Я плохо помнила, как меня забирали из больницы, как привезли домой, какая была погода, день или вечер… Может, из-за бесконечных успокоительных и слабости, не позволявшей мне не только ходить, но даже толком соображать. Запомнилось только личико Хелены, пряди ее кудрявых волос, выбившиеся из-под изящно повязанной на ее хорошенькой головке шелковой косынке, цветом очень напоминавшей то ее праздничное платье, в котором она поехала со мной на день Рождения Ричарда. Хелена еле сдерживала слезы, и, пытаясь ее успокоить, ей то и дело клал ладонь на плечо Брэндан. Его я увидела только теперь, в доме Ричарда. Я ничего не знала о том, насколько он в курсе произошедшего, но говорить не было сил. И я лишь посмотрела на него. Просто посмотрела. Тогда он взял мою ладонь в свою, подержал немного и отпустил, резко отвернувшись. Вероятно, выглядела я просто ужасно… Приходили… Кто-то еще приходил, чтобы навестить меня, но память моя… Могла ли я верить ей? Быть может, все они – Дэвид, Джордж вместе с Клер, кажется, даже Триша – только привиделись мне в каком-то странном сне, где я лежала, скорее, в гробу, чем в своей кровати, а они пришли попрощаться со мной?.. Жюли… Ее я тоже видела оправляющей мою постель, приносящей мне еду и лекарства, сидящей на краешке кровати и смотрящей на меня так тихо, как смотрят ангелы, вздыхая о нас за нашими плечами… Не было только Ричарда.
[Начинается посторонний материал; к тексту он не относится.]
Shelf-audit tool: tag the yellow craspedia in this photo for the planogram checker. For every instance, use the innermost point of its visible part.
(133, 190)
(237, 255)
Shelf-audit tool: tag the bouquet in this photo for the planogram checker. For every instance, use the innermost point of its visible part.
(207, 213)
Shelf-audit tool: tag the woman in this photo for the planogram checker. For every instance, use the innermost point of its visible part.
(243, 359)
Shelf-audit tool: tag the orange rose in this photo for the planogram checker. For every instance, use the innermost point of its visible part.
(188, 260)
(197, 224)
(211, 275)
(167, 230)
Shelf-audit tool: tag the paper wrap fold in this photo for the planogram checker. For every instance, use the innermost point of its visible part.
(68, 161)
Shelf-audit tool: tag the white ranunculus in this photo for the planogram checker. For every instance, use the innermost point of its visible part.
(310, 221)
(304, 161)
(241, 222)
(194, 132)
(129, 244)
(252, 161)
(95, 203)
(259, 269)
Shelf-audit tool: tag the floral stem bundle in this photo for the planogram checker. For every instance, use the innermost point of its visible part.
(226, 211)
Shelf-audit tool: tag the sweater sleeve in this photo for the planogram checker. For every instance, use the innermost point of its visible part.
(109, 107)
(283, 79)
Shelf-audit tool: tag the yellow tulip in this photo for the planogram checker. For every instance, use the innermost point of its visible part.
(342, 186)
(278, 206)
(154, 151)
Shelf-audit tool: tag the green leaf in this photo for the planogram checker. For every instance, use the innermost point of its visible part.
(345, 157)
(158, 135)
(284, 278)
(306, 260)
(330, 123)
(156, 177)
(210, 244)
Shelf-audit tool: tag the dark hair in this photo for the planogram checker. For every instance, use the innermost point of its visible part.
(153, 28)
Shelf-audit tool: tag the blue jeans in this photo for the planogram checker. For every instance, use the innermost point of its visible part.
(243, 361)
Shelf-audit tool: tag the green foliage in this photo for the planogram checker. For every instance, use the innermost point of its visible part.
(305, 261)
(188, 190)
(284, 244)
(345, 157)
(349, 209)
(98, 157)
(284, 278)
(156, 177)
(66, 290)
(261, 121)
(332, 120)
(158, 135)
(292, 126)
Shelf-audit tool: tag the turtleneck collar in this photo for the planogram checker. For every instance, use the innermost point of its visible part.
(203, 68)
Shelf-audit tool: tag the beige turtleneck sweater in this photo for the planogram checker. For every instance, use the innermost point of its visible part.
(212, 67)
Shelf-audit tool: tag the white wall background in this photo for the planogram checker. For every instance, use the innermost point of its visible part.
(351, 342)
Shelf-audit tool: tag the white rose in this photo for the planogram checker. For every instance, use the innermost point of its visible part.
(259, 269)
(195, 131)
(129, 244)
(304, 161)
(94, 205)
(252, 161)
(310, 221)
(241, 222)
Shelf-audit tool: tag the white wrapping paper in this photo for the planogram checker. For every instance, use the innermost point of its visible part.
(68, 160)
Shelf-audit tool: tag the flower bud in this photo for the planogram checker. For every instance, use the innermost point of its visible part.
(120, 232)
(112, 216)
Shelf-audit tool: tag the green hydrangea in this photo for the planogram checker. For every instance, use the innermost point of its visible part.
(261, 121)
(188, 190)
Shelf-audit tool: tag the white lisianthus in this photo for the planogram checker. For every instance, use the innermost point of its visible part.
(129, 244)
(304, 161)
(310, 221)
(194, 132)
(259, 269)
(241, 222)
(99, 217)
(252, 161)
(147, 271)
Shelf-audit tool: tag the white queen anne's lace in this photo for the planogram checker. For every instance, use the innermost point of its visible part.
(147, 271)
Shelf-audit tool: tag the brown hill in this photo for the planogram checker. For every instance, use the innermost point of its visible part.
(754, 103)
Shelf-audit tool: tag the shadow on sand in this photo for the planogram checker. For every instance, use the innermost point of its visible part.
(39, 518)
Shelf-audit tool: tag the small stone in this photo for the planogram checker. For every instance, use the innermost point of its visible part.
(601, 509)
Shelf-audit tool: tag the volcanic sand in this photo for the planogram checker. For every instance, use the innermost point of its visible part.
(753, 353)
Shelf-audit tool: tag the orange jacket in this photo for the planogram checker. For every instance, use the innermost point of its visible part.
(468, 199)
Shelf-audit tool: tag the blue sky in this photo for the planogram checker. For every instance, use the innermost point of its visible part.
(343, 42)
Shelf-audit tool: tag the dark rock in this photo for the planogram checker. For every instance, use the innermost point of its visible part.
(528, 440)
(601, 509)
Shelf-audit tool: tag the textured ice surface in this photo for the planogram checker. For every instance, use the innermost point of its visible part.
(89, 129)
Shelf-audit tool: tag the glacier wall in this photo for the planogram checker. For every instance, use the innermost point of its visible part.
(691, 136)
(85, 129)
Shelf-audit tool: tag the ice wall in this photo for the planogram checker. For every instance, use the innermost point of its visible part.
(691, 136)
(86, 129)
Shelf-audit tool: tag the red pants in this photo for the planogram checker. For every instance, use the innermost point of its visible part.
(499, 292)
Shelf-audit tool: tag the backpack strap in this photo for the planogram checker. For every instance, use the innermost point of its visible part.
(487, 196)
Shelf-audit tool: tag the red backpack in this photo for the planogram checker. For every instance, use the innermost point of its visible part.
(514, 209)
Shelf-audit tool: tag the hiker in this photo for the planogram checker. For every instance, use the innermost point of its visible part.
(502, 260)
Это я помнила. Не было совсем. Ни на минуту, ни на секунду не мелькнуло его лицо, глаза его, которые моя подлая память то и дело возвращала мне. И тогда я плакала. Только тогда. В темноте. Глухой теперь и беззвучной. Холодной и безжалостной, как стены склепа, в который меня положили и оставили…
Однажды я попробовала встать. Без головокружения не обошлось, но я справилась – мне осточертело проклятое «судно», которое мне подносила Жюли, и я решила добраться до туалета. Так я начала выходить, спускаться вниз, а потом и самостоятельно готовить себе нехитрую еду. Жюли не препятствовала мне, только внимательно следила за мной, помогала кое в чем и все время молчала.
-Сколько можно, Жюли?? – не выдержала я, наконец.
Она подняла брови.
-Где Ричард? – выпалила я без обиняков и, выдохнув, закрыла глаза. А скорее, зажмурилась от ужаса перед ее возможным ответом. Впрочем, я тут же вспомнила, что так я не узнаю ничего и посмотрела на нее.
Она глядела на меня как-то странно. Словно, озадаченно. А потом медленно пожала плечами.
-Мне кажется, что ты знаешь, но тебе не велели говорить об этом мне. Я не виню тебя…
И тогда Жюли выхватила из кармана передника блокнот с ручкой, которые держала там, видимо, на случай, если необходимо станет написать что-то, непередаваемое жестами, и принялась строчить там. Потом с оглушительным хрустом вырвала листок и протянула мне: «Мистер Тайлер на гастролях. Я не знаю, где он сейчас.»
-Спасибо, Жюли, — прошептала я. – И он… не звонит вам? Ни зачем?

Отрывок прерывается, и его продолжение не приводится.